Szczęśliwie, na dwa miesiące przed śmiercią, wygłosił przed kamerą swoje wielkopolskie kredo. Niech ono się stanie Jego testamentem, przesłaniem do nas, którzy pozostaliśmy przez naszego Prezesa osieroceni.
Kronika
Na tradycyjnym „Ćwiartku” w „Monidle” było nas niewielu.
*****
Nasz klubowy kolega, Lech Konopiński otrzymał na Warszawskiej Jesieni Poetyckiej specjalny medal: „Zasłużony Kulturze - Gloria Artis”.
„Pro memoria” dla Janusza Marciszewskiego.

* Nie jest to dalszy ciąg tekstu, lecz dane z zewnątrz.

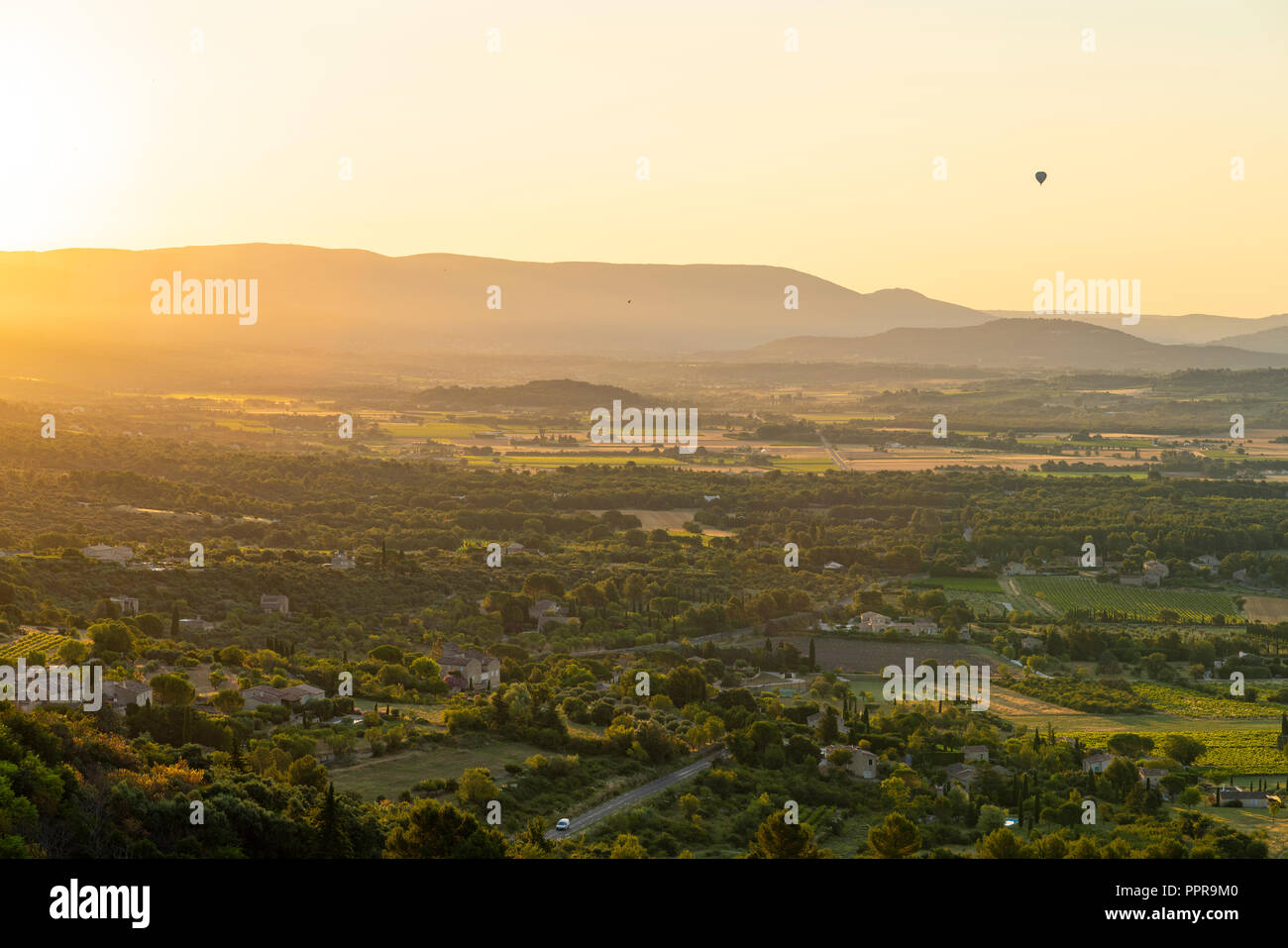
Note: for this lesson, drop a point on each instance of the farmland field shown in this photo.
(24, 646)
(862, 655)
(1240, 751)
(1065, 594)
(1202, 704)
(1266, 608)
(395, 773)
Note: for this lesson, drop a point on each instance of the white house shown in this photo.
(863, 764)
(127, 604)
(108, 554)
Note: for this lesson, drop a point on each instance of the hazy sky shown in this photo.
(114, 132)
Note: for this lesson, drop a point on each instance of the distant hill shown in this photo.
(85, 317)
(1192, 329)
(1021, 343)
(357, 301)
(1266, 340)
(562, 393)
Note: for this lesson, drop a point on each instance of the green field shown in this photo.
(1202, 704)
(393, 775)
(559, 460)
(1141, 604)
(964, 583)
(1240, 751)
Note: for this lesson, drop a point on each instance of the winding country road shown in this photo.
(632, 796)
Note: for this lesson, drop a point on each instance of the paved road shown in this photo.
(634, 796)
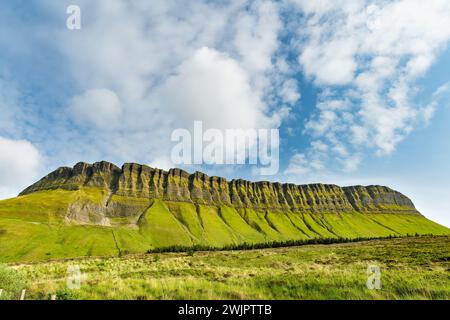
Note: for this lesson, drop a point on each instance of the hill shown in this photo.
(104, 210)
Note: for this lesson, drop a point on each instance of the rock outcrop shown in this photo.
(143, 182)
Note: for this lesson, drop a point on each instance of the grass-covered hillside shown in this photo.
(410, 268)
(57, 224)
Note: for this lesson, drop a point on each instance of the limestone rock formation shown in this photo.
(135, 181)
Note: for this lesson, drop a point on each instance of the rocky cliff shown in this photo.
(143, 182)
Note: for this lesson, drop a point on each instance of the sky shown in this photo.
(359, 90)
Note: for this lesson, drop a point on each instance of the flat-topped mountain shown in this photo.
(140, 181)
(101, 209)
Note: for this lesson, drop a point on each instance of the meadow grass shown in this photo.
(411, 268)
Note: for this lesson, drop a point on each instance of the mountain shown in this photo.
(101, 209)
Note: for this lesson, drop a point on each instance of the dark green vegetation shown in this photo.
(411, 268)
(12, 283)
(103, 210)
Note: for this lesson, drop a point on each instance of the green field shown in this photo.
(411, 268)
(35, 227)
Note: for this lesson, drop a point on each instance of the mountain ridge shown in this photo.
(102, 210)
(141, 181)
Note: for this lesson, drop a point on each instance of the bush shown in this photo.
(12, 282)
(67, 294)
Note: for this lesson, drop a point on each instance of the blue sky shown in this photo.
(359, 89)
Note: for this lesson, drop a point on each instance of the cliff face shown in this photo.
(136, 181)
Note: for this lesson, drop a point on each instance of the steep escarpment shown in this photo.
(140, 181)
(100, 209)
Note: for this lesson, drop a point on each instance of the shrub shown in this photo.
(12, 282)
(67, 294)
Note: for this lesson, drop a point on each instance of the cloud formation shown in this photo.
(367, 56)
(19, 164)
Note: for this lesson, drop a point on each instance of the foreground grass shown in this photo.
(411, 268)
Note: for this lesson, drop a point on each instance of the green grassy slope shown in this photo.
(411, 268)
(33, 227)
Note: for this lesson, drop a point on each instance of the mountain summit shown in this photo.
(101, 209)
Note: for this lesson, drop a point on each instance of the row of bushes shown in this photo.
(273, 244)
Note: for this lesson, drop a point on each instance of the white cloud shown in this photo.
(212, 87)
(97, 107)
(289, 91)
(371, 53)
(19, 165)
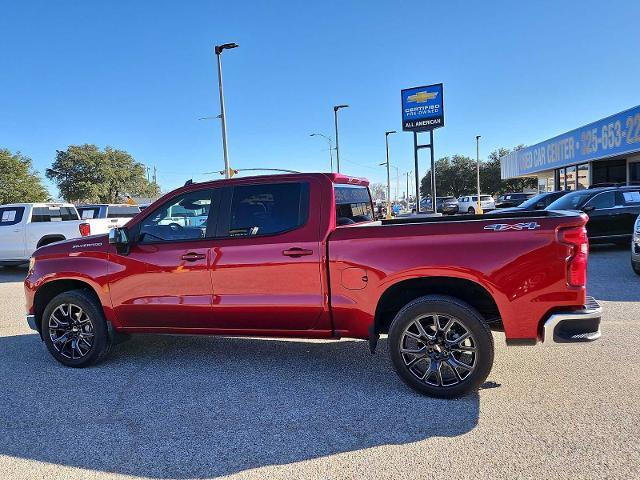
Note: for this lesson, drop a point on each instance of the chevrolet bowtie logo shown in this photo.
(422, 97)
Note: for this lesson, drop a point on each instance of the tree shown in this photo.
(490, 175)
(19, 183)
(378, 191)
(84, 173)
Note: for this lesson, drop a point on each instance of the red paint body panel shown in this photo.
(247, 286)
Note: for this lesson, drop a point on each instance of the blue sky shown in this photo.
(137, 75)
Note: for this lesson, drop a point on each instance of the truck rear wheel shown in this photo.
(441, 346)
(74, 329)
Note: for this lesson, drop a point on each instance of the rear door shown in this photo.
(12, 233)
(267, 259)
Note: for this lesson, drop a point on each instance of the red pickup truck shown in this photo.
(300, 256)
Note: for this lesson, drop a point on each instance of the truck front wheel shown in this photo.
(74, 329)
(441, 346)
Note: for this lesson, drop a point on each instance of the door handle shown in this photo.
(296, 252)
(192, 257)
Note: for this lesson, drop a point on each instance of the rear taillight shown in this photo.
(578, 243)
(85, 229)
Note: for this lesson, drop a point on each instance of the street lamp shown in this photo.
(218, 50)
(335, 117)
(479, 205)
(386, 142)
(328, 139)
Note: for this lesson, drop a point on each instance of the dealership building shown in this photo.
(604, 152)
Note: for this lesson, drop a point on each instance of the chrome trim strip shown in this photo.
(591, 310)
(31, 320)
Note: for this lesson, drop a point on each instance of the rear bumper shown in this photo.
(574, 327)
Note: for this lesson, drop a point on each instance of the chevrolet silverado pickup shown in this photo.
(300, 256)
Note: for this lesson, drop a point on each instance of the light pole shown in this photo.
(328, 139)
(335, 117)
(388, 165)
(223, 116)
(479, 205)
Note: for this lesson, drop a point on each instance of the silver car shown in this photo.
(635, 247)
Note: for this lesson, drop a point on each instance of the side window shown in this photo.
(11, 215)
(353, 204)
(53, 214)
(268, 208)
(185, 217)
(631, 198)
(603, 200)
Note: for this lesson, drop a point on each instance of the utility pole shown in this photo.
(335, 118)
(388, 165)
(479, 205)
(218, 50)
(328, 139)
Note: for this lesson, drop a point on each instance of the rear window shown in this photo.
(87, 213)
(53, 214)
(122, 211)
(11, 215)
(631, 197)
(353, 204)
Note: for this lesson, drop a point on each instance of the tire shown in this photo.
(449, 368)
(87, 341)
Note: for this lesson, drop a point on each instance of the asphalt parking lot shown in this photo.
(184, 407)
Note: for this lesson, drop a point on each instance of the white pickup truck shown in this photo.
(26, 226)
(103, 216)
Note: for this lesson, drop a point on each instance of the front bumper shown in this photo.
(574, 327)
(31, 320)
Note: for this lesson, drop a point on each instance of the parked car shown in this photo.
(635, 247)
(508, 200)
(539, 202)
(27, 226)
(444, 205)
(271, 260)
(108, 215)
(612, 211)
(469, 203)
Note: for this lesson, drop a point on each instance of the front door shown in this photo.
(12, 233)
(164, 280)
(267, 260)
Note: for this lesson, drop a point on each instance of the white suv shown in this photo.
(469, 203)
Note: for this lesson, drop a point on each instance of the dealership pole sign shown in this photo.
(422, 108)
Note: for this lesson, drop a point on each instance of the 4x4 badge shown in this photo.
(503, 227)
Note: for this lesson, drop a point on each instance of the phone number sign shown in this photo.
(422, 108)
(618, 134)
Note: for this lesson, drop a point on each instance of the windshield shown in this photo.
(571, 201)
(532, 201)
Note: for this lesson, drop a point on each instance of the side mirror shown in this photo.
(118, 236)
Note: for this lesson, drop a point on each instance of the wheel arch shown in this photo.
(404, 291)
(49, 290)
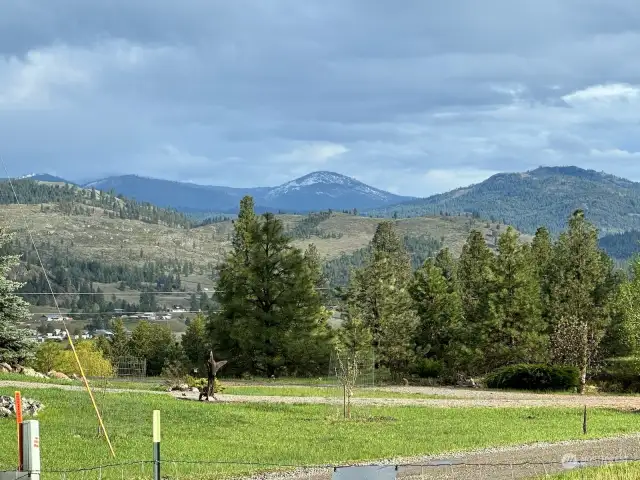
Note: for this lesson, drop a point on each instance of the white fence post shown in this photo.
(30, 454)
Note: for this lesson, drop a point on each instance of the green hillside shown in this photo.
(545, 196)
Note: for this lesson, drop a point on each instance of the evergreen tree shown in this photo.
(447, 264)
(272, 318)
(516, 332)
(475, 277)
(16, 346)
(439, 307)
(243, 228)
(378, 293)
(119, 340)
(195, 343)
(580, 296)
(155, 343)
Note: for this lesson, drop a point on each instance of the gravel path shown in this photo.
(33, 385)
(452, 397)
(464, 398)
(525, 461)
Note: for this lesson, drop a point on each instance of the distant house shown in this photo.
(103, 333)
(55, 317)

W Szczecinie, podczas obchodów tegorocznego święta pułkowego 12 Pułku Ułanów Podolskich w siedzibie batalionu rozpoznawczego Ułanów Podolskich 12 Dywizji Zmechanizowanej, odbyła się uroczysta gala na Jasnych Błoniach, wobec licznie zgromadzonych mieszkańców miasta Po mszy św, odprawianej przy ołtarzu polowym, pochodzącym z okresu pobytu pułku we Włoszech, kilkudziesięciu weteranów zostało udekorowanych odznaczeniami państwowymi. Wśród odznaczonych był także członek naszego Dziennikarskiego Klubu Seniora, poznański dziennikarz, dziś emeryt – Janusz Marciszewski. Otrzymał on medal "Pro Memoria", nadany przez Urząd do spraw Kombatantów Obok jeden przybyłych na pułkowe święto weteranów z Anglii..
Za zasługi dla architektury

Mieczysław Skąpski - laureatem...
Przechodzimy na emerytury, oddalamy się od zawodu, ale przecież nie znikamy całkiem z pamięci tych, dla których i o których pisaliśmy. Doświadczył tego nie dawno nasz kolega Mieczysław Skąpski. Otrzymał on mianowicie Medal Pamiątkowy Komisji Architektury i Planowania Przestrzennego Polskiej Akademii Nauk w Poznaniu. Medal nazywa się Naturae Tutela Res Neccesaria Hominum Pro Regionalisbus Et Urbanis Studiis i przyznawany jest ludziom szczególnie zasłużonym dla rozwoju polskiej architektury i urbanistyki. Wspomniana Komisja przyznaje te medale od wielu lat, a teraz, czyli w roku 2009, postanowiła wydać opasły album (400 stron!!), w którym pomieszczono charakterystyki i dokonania wszystkich dotychczasowych laureatów wraz z ich zdjęciami. W siedzibie PAN przy ul. Wieniawskiego odbyła się uroczystość wręczenia medali kolejnym wyróżnionym, wśród których znalazł się jedyny jak dotąd poznański dziennikarz i publicysta red. Mieczysław Skąpski. Dodajmy, że choć olbrzymia większość dotychczasowych laureatów to naukowcy, architekci, urbaniści to jednak są wśród nich i inni ludzie, którzy mają na swoim koncie wybitne zasługi w tym obszarze. I tak na przykład w tym roku wśród wyróżnionych znalazła się pani Grażyna Kulczyk za jej przedsięwzięcia w dziedzinie renowacji i odbudowy starej architektury, czego najlepszym, wybitnym przykładem jest Stary Bazar.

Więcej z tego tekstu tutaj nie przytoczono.